An enduring guardian is a person appointed to make decisions about your health and lifestyle for periods in which you are incapable of making such decisions for yourself (for example if you have dementia, are in a coma, are unconscious following a car accident or suffer from some other mental incapacity.)
Appointing an Enduring Guardian is an important step in implementing a proper estate plan (others include having a Will and appointing a Power of Attorney).
HOW DO YOU APPOINT AN ENDURING GUARDIAN?
You can choose who can make decisions on your behalf regarding your medical and dental treatment and decide where you live if you are not capable of doing this for yourself. These are known as “functions”. The easiest way to do this is to appoint an enduring guardian.
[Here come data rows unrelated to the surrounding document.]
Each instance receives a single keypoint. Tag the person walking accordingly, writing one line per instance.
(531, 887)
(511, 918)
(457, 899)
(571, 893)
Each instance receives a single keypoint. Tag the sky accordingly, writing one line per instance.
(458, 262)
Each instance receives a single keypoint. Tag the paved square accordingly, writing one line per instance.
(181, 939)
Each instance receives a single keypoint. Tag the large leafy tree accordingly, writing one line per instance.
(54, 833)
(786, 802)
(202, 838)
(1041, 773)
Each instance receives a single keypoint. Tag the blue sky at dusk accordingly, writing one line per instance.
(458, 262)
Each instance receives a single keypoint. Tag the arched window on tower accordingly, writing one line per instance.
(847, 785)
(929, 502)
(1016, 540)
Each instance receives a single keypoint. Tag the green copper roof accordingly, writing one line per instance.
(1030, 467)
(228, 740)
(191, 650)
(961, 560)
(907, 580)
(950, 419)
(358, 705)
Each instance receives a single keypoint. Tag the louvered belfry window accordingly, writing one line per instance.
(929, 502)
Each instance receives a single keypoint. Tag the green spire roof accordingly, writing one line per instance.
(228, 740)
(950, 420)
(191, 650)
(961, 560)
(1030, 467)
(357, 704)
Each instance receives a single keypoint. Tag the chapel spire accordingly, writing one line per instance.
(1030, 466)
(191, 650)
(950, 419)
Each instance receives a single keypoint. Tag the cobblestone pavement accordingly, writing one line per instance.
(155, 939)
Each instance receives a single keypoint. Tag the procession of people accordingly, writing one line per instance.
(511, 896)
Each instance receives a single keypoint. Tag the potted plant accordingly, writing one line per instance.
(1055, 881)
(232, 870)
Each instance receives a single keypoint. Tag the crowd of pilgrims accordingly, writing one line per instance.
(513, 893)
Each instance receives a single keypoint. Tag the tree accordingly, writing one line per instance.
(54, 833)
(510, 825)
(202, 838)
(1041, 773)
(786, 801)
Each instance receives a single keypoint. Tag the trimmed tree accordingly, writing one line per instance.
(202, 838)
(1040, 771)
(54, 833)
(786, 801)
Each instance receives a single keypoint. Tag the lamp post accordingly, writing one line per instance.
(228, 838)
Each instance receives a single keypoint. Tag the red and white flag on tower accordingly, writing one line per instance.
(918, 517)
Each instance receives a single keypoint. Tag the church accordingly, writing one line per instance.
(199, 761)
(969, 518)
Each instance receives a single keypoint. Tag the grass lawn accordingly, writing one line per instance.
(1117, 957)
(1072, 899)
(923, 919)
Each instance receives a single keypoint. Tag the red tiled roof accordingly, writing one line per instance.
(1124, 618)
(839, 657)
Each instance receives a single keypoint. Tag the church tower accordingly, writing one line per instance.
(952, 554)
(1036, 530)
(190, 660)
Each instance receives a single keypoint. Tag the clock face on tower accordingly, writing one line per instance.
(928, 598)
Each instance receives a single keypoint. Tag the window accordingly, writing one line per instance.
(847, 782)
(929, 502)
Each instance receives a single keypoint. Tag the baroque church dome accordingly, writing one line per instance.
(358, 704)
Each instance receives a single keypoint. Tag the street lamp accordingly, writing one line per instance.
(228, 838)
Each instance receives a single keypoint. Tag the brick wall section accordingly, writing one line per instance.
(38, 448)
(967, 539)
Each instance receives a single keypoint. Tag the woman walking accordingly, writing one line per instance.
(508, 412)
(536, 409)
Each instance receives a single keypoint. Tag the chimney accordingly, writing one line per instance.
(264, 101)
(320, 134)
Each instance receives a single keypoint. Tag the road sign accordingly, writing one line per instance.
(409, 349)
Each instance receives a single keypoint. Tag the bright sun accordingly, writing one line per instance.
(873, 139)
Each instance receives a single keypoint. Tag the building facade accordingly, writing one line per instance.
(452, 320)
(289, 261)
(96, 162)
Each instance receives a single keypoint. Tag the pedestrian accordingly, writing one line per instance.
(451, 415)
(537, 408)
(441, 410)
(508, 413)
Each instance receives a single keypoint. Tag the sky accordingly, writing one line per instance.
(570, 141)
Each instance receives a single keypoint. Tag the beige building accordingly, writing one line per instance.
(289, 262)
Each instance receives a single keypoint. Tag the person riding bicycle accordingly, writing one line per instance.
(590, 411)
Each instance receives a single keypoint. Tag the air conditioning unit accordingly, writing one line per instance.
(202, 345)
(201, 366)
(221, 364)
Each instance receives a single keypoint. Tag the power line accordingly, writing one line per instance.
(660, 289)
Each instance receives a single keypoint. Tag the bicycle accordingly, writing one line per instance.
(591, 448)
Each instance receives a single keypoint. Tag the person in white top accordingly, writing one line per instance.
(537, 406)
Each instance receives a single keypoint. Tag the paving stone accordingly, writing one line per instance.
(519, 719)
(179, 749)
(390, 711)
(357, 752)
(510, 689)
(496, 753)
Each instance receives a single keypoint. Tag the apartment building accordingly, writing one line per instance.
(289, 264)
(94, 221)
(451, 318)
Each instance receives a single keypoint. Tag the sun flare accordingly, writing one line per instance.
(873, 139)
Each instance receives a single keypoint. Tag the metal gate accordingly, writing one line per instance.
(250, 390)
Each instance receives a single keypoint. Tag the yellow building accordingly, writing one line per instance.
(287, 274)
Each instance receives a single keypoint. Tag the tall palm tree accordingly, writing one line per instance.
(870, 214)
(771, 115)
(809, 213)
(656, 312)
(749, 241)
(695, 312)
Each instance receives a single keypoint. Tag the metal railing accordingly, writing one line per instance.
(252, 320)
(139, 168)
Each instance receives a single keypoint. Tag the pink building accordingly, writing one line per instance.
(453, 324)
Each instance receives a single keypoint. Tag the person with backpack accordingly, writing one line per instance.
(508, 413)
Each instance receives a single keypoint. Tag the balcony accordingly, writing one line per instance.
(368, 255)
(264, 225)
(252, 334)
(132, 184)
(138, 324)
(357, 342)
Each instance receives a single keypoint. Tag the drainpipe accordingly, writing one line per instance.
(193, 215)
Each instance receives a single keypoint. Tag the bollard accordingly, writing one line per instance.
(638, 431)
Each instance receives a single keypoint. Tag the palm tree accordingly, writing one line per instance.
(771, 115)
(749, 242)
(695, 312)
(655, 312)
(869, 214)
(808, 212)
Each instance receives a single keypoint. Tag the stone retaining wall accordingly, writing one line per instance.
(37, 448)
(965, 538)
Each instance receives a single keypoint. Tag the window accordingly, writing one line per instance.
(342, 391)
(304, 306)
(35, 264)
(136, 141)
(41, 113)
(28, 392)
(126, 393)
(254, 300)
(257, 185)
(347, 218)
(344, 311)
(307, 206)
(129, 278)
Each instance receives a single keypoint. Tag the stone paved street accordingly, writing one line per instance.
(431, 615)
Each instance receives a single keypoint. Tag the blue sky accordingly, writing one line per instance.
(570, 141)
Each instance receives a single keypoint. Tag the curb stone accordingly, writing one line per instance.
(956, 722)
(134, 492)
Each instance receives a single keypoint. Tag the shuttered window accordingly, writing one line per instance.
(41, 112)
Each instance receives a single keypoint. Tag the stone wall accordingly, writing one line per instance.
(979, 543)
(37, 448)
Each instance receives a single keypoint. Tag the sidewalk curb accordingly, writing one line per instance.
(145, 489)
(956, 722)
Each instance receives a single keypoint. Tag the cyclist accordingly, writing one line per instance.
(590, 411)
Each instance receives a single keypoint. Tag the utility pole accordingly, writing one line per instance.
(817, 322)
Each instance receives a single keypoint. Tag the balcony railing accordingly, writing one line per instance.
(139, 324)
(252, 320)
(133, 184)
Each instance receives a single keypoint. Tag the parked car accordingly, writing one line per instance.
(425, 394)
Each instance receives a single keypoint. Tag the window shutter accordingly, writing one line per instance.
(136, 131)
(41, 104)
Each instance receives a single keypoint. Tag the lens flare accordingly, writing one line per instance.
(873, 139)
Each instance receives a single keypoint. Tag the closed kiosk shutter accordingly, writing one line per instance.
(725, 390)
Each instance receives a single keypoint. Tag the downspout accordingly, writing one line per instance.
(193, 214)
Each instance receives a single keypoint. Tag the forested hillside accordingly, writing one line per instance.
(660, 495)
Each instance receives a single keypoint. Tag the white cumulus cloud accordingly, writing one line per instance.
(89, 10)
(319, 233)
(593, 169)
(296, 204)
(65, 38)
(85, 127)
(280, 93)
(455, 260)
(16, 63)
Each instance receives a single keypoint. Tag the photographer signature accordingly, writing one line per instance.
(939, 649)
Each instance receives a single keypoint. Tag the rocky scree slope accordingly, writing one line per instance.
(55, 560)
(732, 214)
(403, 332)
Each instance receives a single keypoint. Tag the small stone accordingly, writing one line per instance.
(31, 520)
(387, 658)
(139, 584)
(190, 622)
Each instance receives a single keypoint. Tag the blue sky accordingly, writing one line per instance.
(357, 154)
The appointment of an enduring guardian takes effect only if and when you become unable to make personal or lifestyle decisions for yourself, such as where you are in a coma, are unconscious or suffer from mental incapacity like dementia.
WHO CAN BE APPOINTED?
An enduring guardian must be at least 18 years of age but cannot be a person who, at the time of the appointment, provides you with medical treatment, accommodation, support or care to you as a professional.
The appointed enduring guardian should be someone that you trust absolutely as they have significant powers. Although an enduring guardian must act in accordance with the provisions of the Guardianship Act 1987 (NSW), you should be satisfied that the person you appoint will act in your best interests.
You can appoint more than one person to act as your enduring guardian – either jointly (together) or separately. You can also appoint alternative enduring guardians in case something happens to your first nominated enduring guardian. For example, people often appoint their spouse and have their children as their joint alternate enduring guardians.
WHAT DECISIONS CAN AN ENDURING GUARDIAN MAKE?
You can give your enduring guardian the discretion to make all decisions for you when you are not able to make them for yourself or alternatively, you can limit your enduring guardian’s functions such as to consenting to certain procedures, limiting their discretion as to the type of nursing home or care facility you want to reside in or requiring specialist consultation or consultation with relatives regarding decisions about your care and treatment.
You cannot give your enduring guardian a function or direction which would require an unlawful act, such as assisted euthanasia. You can provide specific directions regarding turning off life support, ‘do not resuscitate’ orders, assisted ventilation, artificial nutrition and hydration etc.
ENDING ENDURING GUARDIANSHIP
An enduring guardian’s appointment comes to an end when you die or if you revoke the appointment however, you can only revoke it provided you still have mental capacity.
The New South Wales Civil & Administrative Tribunal can review or revoke a person’s appointment as an enduring guardian and can make a guardianship order appointing a new guardian or appointing a representative of the NSW Trustee & Guardian if it is considered that your guardian not making appropriate decisions on your behalf.
Craig Pryor is principal solicitor at McKillop Legal. For further information in relation to estate planning, business succession or any commercial law issues, contact Craig Pryor on (02) 9521 2455 or email email@example.com.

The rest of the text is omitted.